Qu’avons-nous donc fait au Bon Dieu pour mériter le sort qui nous est fait de devoir, chaque jour qui se lève, subir les jactances de quidams dont l’outrecuidance n’a d’égal que notre lassitude…coupable ? « Plus on est de fous, plus on rit », disait encore la sagesse populaire… Au fond, l’épidémie présidentielle Covid 24 qui sévit de plus en plus illustre bien le fossé dans lequel nous nous sommes laissé entraîner. Lentement, mais sûrement ! Depuis plusieurs années. Il va falloir désormais, poser un diagnostic sérieux sur ce qui arrive à ce pays, si riche en ressources humaines de qualité et, de mieux en mieux servi en ressources naturelles. Pour ne pas que l’épidémie Covid 24 extermine le bon sens et l’humilité sans lesquels la contagion risque d’être fatale aux élites de notre pays. Pour ce qui en reste.
Quelques questions auxquelles nous devons trouver réponses :
- Pourquoi nous ne parvenons pas à organiser, collectivement, nos efforts et nos intelligences pour améliorer nos conditions de vie et d’existence ? Notamment au bénéfice des plus démunis.
- Pourquoi nos élites, politiques et intellectuelles, restent enfermées dans des logiques de compétitions interpersonnelles, d’enrichissement et de jouissance des avantages de la puissance publique ?
- Pourquoi nous ne développons pas une conscience historique qui éclaire les erreurs du passé et nous rende aptes à ne pas les reproduire ?
- Pourquoi nous restons fascinés par le modèle de développement de l’occident ?

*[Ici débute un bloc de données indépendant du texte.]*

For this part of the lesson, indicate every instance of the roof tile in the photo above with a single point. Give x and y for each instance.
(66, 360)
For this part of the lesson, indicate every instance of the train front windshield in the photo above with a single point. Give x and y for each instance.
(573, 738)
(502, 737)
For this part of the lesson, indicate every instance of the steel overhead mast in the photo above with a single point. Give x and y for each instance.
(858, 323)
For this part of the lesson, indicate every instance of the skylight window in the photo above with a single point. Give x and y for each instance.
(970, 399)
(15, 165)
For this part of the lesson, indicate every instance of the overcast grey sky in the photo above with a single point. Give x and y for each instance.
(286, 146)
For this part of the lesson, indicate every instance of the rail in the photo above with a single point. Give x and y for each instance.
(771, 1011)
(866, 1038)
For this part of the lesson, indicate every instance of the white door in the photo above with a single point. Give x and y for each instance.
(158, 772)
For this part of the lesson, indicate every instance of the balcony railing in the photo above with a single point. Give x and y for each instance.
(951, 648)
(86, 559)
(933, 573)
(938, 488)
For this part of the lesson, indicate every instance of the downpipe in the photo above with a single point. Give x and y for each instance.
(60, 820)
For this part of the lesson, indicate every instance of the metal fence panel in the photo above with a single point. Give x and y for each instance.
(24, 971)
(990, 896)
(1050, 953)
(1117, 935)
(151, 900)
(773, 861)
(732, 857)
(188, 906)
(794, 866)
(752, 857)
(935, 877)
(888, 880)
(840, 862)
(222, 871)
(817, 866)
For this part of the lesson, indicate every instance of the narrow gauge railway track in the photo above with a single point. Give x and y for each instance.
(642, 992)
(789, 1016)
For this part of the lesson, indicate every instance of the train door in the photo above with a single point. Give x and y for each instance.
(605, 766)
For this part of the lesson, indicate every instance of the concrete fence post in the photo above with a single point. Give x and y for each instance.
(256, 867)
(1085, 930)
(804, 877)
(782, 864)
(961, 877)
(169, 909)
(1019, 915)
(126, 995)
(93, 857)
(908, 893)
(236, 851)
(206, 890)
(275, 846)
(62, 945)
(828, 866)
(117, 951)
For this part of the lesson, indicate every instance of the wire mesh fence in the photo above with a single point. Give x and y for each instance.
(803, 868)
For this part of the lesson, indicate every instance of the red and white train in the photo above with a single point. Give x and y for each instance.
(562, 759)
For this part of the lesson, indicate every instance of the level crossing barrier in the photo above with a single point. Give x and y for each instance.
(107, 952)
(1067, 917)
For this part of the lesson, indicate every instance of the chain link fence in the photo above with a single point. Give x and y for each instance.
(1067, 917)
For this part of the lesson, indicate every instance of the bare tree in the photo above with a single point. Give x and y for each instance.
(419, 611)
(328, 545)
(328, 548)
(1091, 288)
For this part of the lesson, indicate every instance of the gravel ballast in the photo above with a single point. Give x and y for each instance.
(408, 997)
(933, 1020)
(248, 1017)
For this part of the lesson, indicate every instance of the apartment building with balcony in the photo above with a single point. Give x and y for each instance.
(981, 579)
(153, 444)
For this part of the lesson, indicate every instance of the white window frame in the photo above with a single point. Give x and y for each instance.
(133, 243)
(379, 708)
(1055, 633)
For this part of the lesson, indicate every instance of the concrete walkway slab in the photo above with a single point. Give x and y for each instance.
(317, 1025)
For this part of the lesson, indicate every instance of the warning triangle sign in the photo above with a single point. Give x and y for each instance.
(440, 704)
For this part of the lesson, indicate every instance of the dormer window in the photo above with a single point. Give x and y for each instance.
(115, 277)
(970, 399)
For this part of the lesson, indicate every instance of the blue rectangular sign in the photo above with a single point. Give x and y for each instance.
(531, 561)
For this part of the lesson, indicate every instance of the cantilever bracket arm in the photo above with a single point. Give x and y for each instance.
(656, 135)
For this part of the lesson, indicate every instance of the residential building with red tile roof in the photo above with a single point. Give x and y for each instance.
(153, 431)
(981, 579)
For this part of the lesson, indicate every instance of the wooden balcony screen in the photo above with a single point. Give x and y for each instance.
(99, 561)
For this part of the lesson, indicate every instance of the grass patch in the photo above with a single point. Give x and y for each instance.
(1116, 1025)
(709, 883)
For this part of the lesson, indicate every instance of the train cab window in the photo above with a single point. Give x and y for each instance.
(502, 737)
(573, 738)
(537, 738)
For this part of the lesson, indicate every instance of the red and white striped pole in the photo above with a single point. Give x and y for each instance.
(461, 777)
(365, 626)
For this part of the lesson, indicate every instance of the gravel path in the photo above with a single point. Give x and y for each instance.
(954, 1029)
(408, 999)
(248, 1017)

- Pourquoi nous n’inventons pas des modèles fondés sur nos meilleures valeurs culturelles enracinées dans notre identité africaine ?

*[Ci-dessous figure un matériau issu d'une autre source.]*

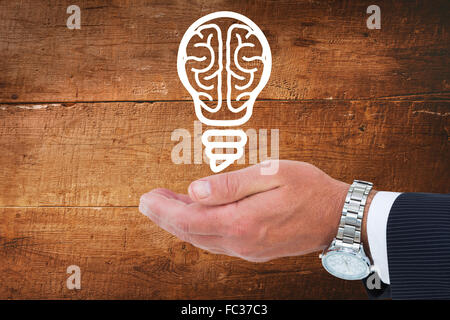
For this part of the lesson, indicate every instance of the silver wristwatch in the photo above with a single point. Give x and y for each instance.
(345, 257)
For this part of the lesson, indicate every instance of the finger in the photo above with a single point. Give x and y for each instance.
(209, 243)
(170, 194)
(232, 186)
(188, 218)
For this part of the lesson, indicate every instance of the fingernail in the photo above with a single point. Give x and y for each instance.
(201, 189)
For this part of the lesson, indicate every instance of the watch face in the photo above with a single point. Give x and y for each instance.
(345, 265)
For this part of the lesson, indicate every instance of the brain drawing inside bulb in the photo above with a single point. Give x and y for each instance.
(224, 61)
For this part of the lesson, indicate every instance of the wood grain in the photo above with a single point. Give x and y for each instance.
(86, 118)
(108, 154)
(123, 255)
(126, 51)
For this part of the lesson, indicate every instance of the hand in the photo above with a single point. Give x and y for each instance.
(252, 216)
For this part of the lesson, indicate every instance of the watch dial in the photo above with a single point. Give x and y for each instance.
(345, 265)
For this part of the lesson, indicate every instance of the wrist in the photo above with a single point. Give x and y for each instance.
(364, 238)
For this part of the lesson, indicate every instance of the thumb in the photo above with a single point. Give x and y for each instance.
(232, 186)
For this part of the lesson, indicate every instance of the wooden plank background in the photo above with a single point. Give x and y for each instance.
(86, 118)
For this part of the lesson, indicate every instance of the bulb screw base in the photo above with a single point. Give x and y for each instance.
(220, 161)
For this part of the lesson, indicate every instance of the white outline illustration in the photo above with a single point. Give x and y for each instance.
(266, 59)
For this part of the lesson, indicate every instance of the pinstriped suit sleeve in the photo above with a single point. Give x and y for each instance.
(418, 246)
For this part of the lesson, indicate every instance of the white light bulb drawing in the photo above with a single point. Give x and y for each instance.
(207, 31)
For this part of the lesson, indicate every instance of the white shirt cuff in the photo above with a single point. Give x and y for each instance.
(376, 231)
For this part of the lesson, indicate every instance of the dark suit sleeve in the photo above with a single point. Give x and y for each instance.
(418, 246)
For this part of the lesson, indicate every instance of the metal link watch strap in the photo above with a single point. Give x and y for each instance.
(349, 232)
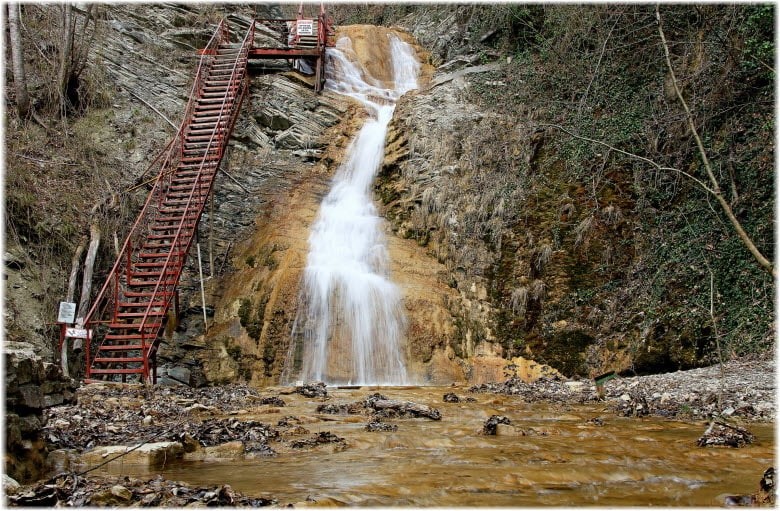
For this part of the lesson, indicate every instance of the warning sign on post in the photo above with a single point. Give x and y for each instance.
(76, 333)
(67, 312)
(305, 27)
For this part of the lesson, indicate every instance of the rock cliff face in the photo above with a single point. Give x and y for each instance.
(31, 386)
(502, 248)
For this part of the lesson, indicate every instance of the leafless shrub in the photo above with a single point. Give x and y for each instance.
(608, 255)
(568, 209)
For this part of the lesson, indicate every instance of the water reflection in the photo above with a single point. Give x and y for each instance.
(553, 456)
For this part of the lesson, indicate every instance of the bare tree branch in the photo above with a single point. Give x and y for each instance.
(743, 235)
(650, 162)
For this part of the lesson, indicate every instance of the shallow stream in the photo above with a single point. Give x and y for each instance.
(565, 459)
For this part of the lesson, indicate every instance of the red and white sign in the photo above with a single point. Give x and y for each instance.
(305, 27)
(76, 333)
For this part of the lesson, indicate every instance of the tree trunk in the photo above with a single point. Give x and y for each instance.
(66, 55)
(89, 265)
(762, 261)
(74, 272)
(20, 81)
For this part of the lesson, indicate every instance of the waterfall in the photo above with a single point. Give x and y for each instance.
(350, 324)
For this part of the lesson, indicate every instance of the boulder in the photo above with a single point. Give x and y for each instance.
(152, 455)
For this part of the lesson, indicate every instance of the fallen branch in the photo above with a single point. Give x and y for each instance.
(698, 181)
(46, 162)
(153, 437)
(743, 235)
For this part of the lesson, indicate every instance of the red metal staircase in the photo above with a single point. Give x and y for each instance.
(132, 308)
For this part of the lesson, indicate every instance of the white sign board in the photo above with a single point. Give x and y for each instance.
(305, 27)
(67, 312)
(76, 333)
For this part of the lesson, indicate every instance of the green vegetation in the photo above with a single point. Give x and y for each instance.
(573, 233)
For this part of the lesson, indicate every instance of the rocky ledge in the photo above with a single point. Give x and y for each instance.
(745, 390)
(31, 386)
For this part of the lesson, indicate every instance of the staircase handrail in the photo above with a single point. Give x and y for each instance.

Chacune de ces questions en pose d’autres ! Des milliers d’autres dont les réponses feront le lit d’une transformation radicale de nos paradigmes sociaux et politiques. La paresse intellectuelle des élites contribue à tirer vers le bas la quête de sens sans laquelle nous resterons « les perroquets » dont Feu Amady Aly DIENG qualifiait les « intellectuels africains qui passent leur temps à réciter des leçons bien apprises. » Sans se donner les moyens de créer du neuf. Sans avoir le courage d’ouvrir des perspectives neuves. À de rares exceptions près et on a vu quels malheurs se sont abattus sur ces rares étoiles. Suivez mon regard !

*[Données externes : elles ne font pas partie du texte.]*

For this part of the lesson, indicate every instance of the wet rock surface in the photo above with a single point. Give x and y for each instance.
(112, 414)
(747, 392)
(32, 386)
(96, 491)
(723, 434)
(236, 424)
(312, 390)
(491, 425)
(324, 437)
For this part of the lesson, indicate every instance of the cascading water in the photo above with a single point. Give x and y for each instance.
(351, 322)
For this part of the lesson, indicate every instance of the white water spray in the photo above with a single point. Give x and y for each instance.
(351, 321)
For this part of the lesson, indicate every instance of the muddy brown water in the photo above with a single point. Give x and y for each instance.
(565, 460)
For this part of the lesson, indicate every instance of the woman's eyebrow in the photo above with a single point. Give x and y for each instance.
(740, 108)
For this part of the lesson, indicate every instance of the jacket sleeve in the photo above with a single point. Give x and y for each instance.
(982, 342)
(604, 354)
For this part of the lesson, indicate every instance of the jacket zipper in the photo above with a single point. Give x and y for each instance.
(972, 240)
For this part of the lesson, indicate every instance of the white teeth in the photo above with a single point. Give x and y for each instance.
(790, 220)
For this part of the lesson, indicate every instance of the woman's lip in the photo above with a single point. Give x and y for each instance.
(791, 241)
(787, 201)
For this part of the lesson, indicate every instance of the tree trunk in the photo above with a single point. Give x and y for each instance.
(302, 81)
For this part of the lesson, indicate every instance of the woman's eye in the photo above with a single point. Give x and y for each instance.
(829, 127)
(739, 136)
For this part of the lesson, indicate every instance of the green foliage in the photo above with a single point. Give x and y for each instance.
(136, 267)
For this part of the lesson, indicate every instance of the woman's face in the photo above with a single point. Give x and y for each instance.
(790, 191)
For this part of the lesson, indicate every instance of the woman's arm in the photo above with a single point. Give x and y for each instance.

Il est temps de se vacciner ! Il est temps, surtout, de sauver les candidatures sérieuses de la contamination des candidats malades. Afin que le débat pour les prochaines élections présidentielles soit élevé. Riche et pragmatique. Les défis qui nous attendent sont d’une urgence telle que nous ne pouvons plus nous permettre de perdre du temps en joutes oratoires approximatives.
Identifier les problèmes et proposer des solutions efficaces, faisables et réalistes c’est tout ce que l’on attend des candidats à la prochaine élection présidentielle !
Si certains ne se sont construits que dans l’adversité contre le Président sortant, il faut aujourd’hui qu’ils fassent montre d’imagination, de connaissances et de pertinence dans leurs propositions pour changer le Sénégal en mieux. Le discours vindicatif devrait céder le pas au discours constructif à partir d’un état des lieux rigoureux.
Et d’abord, respecter et faire respecter, le moment venu la « Loi 2012-22 portant Code de Transparence dans la gestion des finances publiques » dans toute sa rigueur ! Cette loi dispose en son alinéa 1.7 :
« Dans les trois mois suivants, chaque nouveau mandat présidentiel, la situation globale des finances publiques, et en particulier la situation du budget de l’État et de son endettement, fait l’objet d’un rapport préparé par le Gouvernement.
Ce rapport, audité par la Cour des Comptes, est publié dans les trois mois suivants. »
Cette loi avait-elle été respectée après l’élection présidentielle de 2019 ? Juste une question !
Restons concentrés sur l’essentiel !
Amadou Tidiane WONE
Ancien ministre de la Culture du Sénégal, ancien ambassadeur, écrivain et panafricaniste.